This week in DC: Slightly more events

We cast a slightly broader net this week. We’re especially interested in the Brookings Institution’s discussion of the next steps in US-Russian foreign policy (Wednesday).

Monday, August 26

1) Extended Deterrence And Strategic Stability In Northeast Asia
Stimson Center
9:00am – 10:30am

With the simultaneous emergence of a nuclear-armed North Korea and a China that is modernizing and diversifying its nuclear posture, extended deterrence and strategic stability are under new stress in Northeast Asia. How these new challenges are managed will affect the credibility of U.S. extended deterrence in other regions, including Europe.

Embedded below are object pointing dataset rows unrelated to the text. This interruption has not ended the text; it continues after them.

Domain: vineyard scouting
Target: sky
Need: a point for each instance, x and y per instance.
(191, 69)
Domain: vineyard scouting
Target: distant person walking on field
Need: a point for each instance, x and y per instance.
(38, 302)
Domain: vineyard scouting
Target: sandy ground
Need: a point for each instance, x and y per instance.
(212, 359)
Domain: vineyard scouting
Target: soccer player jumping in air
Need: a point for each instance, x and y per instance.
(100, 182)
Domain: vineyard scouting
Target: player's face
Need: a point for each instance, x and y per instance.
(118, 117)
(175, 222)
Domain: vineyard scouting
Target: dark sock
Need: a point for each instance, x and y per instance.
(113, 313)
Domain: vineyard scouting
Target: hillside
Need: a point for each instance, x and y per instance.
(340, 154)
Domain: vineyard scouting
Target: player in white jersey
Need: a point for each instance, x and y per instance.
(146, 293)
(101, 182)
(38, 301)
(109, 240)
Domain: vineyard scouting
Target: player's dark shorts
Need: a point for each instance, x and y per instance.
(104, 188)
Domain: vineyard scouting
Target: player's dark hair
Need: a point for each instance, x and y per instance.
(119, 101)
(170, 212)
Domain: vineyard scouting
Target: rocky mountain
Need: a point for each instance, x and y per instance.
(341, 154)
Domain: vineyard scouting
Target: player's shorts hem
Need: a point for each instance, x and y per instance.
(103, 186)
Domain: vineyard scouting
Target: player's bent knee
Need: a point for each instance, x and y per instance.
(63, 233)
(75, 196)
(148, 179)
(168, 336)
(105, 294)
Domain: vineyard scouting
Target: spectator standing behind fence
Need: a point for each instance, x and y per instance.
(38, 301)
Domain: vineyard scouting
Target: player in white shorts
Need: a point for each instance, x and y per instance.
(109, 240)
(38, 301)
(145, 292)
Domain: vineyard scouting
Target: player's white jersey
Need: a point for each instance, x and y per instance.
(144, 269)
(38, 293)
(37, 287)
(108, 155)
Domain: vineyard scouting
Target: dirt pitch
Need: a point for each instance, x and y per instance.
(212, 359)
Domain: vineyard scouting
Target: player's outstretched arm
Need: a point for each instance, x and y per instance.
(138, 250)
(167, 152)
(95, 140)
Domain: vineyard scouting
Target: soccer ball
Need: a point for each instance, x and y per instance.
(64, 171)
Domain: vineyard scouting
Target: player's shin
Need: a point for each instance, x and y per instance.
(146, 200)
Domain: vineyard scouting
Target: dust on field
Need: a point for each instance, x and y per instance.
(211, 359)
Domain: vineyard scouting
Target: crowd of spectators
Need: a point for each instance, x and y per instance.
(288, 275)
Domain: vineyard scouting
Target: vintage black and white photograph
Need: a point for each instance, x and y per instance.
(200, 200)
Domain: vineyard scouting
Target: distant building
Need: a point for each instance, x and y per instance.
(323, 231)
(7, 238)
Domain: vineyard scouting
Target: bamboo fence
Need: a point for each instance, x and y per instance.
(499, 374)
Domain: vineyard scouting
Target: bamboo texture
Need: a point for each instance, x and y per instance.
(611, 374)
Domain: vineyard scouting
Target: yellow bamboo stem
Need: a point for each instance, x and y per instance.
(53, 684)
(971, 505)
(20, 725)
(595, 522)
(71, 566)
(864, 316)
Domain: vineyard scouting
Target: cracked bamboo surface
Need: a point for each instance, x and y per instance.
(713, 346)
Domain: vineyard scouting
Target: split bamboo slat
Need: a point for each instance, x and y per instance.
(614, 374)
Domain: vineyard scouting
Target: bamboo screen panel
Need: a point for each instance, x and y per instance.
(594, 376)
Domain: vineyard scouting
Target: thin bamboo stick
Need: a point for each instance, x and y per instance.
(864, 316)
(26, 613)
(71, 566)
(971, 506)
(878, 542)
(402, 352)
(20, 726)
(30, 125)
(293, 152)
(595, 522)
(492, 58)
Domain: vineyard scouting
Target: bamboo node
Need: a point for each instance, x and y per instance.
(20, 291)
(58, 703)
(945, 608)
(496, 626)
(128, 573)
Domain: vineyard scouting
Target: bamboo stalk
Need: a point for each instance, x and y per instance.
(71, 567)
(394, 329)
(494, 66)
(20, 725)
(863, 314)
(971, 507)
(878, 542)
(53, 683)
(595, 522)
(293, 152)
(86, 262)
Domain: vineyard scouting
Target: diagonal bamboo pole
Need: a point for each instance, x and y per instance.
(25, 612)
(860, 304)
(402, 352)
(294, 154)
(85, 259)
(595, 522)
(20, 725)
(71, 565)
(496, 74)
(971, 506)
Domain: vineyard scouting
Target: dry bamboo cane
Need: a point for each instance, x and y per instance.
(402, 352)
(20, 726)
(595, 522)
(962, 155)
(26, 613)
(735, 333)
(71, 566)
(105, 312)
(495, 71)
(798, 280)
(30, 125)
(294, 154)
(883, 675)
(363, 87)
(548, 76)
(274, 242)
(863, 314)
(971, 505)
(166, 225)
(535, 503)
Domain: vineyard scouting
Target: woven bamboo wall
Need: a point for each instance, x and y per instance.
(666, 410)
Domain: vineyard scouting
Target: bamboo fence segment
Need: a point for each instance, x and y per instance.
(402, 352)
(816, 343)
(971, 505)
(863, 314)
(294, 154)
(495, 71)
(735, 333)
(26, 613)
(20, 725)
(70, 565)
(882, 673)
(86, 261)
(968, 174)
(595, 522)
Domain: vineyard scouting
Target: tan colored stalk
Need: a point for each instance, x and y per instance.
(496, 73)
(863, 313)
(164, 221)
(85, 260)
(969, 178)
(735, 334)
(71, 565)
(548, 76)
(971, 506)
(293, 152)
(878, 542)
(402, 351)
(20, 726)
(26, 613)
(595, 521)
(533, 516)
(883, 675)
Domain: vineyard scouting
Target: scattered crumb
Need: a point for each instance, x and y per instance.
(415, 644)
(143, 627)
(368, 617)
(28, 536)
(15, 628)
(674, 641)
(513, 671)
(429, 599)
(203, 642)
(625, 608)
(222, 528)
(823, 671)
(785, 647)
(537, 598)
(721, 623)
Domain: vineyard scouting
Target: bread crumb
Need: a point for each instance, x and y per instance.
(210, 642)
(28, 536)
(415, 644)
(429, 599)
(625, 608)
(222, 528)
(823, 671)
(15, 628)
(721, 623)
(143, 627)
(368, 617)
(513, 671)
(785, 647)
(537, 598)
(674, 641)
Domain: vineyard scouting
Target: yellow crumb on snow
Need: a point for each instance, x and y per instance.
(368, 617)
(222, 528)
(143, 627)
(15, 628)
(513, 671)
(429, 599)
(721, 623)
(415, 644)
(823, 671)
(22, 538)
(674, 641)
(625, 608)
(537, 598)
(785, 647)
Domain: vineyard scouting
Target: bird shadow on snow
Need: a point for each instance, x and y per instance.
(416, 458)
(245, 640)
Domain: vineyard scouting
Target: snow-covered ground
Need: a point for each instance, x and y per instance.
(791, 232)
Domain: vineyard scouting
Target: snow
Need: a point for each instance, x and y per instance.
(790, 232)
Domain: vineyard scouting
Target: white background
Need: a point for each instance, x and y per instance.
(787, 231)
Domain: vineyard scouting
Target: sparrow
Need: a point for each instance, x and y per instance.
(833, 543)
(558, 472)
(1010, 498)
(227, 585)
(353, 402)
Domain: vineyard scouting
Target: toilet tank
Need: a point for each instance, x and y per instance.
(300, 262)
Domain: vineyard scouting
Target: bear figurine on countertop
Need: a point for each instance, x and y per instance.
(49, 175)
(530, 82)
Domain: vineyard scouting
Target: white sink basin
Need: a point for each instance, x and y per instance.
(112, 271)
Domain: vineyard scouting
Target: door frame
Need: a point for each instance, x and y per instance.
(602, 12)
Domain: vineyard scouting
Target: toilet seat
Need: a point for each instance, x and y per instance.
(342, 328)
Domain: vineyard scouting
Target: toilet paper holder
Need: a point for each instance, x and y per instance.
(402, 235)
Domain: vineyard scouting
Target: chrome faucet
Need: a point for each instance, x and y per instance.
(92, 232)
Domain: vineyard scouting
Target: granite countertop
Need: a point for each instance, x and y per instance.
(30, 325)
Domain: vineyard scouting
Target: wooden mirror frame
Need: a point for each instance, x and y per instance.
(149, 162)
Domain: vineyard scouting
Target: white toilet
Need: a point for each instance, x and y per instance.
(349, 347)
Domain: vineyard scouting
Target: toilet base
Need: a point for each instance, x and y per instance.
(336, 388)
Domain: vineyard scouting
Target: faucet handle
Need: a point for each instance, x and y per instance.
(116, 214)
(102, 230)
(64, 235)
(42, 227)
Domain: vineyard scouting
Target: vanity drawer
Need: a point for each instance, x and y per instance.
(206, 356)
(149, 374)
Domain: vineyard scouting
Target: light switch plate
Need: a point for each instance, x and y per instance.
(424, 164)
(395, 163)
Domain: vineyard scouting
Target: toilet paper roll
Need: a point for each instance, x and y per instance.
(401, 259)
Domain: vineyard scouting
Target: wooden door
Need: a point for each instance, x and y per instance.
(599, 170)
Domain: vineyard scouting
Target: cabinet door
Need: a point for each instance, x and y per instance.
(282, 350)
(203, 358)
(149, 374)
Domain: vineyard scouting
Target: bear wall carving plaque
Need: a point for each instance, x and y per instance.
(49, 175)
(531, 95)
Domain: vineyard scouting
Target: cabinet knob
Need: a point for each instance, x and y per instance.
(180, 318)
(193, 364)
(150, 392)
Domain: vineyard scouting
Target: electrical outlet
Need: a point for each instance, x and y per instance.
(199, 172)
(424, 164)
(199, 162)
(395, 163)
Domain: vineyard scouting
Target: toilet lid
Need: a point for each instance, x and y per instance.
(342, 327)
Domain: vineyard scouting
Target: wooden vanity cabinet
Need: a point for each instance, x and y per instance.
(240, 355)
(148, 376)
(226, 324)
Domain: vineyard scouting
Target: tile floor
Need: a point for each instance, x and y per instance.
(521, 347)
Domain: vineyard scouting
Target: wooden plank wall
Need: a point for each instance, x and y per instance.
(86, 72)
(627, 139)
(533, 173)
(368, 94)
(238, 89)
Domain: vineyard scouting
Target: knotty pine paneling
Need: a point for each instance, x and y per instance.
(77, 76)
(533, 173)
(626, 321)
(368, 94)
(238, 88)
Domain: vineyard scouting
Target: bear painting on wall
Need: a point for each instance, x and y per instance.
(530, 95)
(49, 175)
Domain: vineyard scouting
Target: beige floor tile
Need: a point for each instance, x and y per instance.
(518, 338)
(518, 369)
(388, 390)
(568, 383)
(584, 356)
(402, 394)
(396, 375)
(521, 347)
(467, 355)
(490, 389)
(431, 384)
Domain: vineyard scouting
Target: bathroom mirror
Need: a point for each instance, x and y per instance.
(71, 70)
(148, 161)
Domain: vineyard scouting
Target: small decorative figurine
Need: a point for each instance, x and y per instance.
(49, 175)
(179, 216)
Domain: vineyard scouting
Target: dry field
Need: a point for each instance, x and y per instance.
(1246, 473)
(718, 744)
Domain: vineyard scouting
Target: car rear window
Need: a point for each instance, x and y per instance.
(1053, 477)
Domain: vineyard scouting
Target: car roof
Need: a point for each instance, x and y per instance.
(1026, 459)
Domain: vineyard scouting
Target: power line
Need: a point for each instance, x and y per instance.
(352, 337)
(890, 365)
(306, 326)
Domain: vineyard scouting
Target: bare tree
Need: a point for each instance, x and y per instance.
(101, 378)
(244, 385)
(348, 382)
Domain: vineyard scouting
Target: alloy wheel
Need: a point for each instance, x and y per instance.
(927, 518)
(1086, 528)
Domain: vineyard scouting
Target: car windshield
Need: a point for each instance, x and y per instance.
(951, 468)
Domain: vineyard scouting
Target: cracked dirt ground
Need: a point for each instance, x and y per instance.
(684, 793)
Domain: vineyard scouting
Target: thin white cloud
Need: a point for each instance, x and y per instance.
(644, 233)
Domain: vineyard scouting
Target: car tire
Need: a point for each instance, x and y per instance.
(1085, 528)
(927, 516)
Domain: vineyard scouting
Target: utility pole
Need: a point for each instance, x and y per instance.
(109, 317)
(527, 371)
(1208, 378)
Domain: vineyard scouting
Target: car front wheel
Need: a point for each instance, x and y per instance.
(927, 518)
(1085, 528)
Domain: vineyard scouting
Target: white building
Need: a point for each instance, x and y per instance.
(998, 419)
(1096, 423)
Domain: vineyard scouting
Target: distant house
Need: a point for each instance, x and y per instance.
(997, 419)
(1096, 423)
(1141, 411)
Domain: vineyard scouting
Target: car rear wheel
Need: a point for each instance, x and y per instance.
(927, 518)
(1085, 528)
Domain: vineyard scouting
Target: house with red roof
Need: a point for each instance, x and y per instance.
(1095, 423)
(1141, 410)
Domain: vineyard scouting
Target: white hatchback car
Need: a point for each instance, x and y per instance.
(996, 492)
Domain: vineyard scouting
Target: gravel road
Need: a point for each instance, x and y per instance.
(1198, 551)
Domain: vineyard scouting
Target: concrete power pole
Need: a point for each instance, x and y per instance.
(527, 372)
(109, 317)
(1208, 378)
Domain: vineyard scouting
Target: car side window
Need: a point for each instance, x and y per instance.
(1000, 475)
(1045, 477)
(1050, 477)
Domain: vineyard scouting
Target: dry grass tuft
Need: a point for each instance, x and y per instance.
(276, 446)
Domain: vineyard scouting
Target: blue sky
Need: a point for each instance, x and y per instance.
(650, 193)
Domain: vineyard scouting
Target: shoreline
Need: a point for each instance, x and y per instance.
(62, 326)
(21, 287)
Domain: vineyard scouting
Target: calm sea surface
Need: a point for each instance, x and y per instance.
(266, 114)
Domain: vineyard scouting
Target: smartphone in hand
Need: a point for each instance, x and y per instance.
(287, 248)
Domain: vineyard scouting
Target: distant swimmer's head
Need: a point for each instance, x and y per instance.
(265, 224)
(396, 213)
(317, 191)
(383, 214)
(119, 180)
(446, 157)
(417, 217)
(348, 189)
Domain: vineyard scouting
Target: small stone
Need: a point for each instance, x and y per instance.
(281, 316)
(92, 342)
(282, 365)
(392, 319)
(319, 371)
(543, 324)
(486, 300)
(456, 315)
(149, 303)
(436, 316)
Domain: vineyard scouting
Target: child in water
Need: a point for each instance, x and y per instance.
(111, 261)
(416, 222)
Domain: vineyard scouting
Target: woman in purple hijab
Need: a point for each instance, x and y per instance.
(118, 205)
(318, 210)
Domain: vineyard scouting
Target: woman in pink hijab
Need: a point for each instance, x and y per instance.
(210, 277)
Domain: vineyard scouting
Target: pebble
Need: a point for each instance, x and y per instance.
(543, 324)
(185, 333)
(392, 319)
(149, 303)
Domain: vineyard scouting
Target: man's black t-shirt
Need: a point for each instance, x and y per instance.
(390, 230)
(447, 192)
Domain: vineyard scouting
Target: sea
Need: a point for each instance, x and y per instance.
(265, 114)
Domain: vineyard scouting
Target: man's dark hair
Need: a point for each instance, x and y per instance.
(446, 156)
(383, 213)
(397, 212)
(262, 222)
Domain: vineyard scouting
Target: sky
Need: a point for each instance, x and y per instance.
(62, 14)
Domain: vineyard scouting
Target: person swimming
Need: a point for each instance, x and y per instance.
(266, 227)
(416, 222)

2) Environmental Stress & Middle Eastern Instability
Stimson Center

The discussion will explore perspectives from U.S. development and research communities on the roles that rising pressures on natural resources and the emerging impacts of climate change can potentially play in contributing to political unrest and economic instability across the Middle East. As case studies, speakers will examine the interplay between state fragility and environmental issues in Syria and Yemen.

Tuesday, August 27

China’s Rise to Global Economic Power: What Does it Mean for the United States?
Wilson Center
2:30pm – 4:00pm

The Chinese economy’s ability to emerge from the global financial crisis seemingly unscathed while the United States slowly climbs out of recession bolsters a widespread image of a strong People’s Republic of China (PRC) rising against the backdrop of a declining United States of America. China’s economic growth in recent years, however, has slowed down, raising the question of whether it is foreordained that China will become the world’s premier economic power. Frank Lavin, former U.S. Under Secretary of Commerce, will be at the Wilson Center to offer his thoughts on China’s rapid emergence as a major economic and political force. He will argue that China’s continued growth in power and affluence will bring challenges, but not a new Cold War. Nor is it likely to be linear.

Wednesday, August 28

1) A New Look at American Foreign Policy: A Series of Discussions
Heritage Foundatin
12:00pm – 1:00pm

American foreign policy is in flux. Libertarian-minded conservatives are joining liberals in their critiques of military interventions, defense budgets and the surveillance practices of the National Security Agency. “Neo” conservatives like John McCain are lining up with liberals in denouncing libertarian conservatives as “isolationists.” Liberals and conservatives alike are unhappy with the Obama Administration’s tepid support for humanitarian interventions in Syria and its failure to advance human rights abroad – normally touchstones of liberal internationalism. Are fundamental ideological changes in American foreign policy afoot? Join us for this first in a series of discussions regarding this question, what the dangers and opportunities are and whether they afford an opportunity to take a “new look” at American foreign policy.

2) The U.S.-Russia Relationship: What’s Next?
Brookings Institution
2:00pm – 3:30pm

While President Obama intends to travel to St Petersburg for the G20 summit on September 6 and 7, there has been no word on whether there will be a bilateral meeting with President Putin on the margins of the summit. Clearly, U.S.-Russian relations have entered troubled times. On August 28, the Center on the United States and Europe will host a panel discussion to address these developments and future prospects for the bilateral relationship between Washington and Moscow. Brookings Senior Fellows Clifford Gaddy, Steven Pifer and Angela Stent will take part. Brookings Visiting Fellow Jeremy Shapiro will moderate. Following opening comments, the panelists will take questions from the audience.

3) Salon 101: Exploring Opposing Perspectives in Egypt
International Peace & Security Institute

Exploring Opposing Perspectives in Egypt: Since the deposition of President Morsi, unrest in Egypt has dominated international news. The outpouring of public sentiment, mass rallies and protests, and conflicting ideologies have left observers scrambling for answers. In a situation characterized by extreme tension, charged opinions, and a lack of clear-cut responses, this Salon 101 event will bring together topic experts to grapple with participants for a way forward in Egypt’s current political crisis.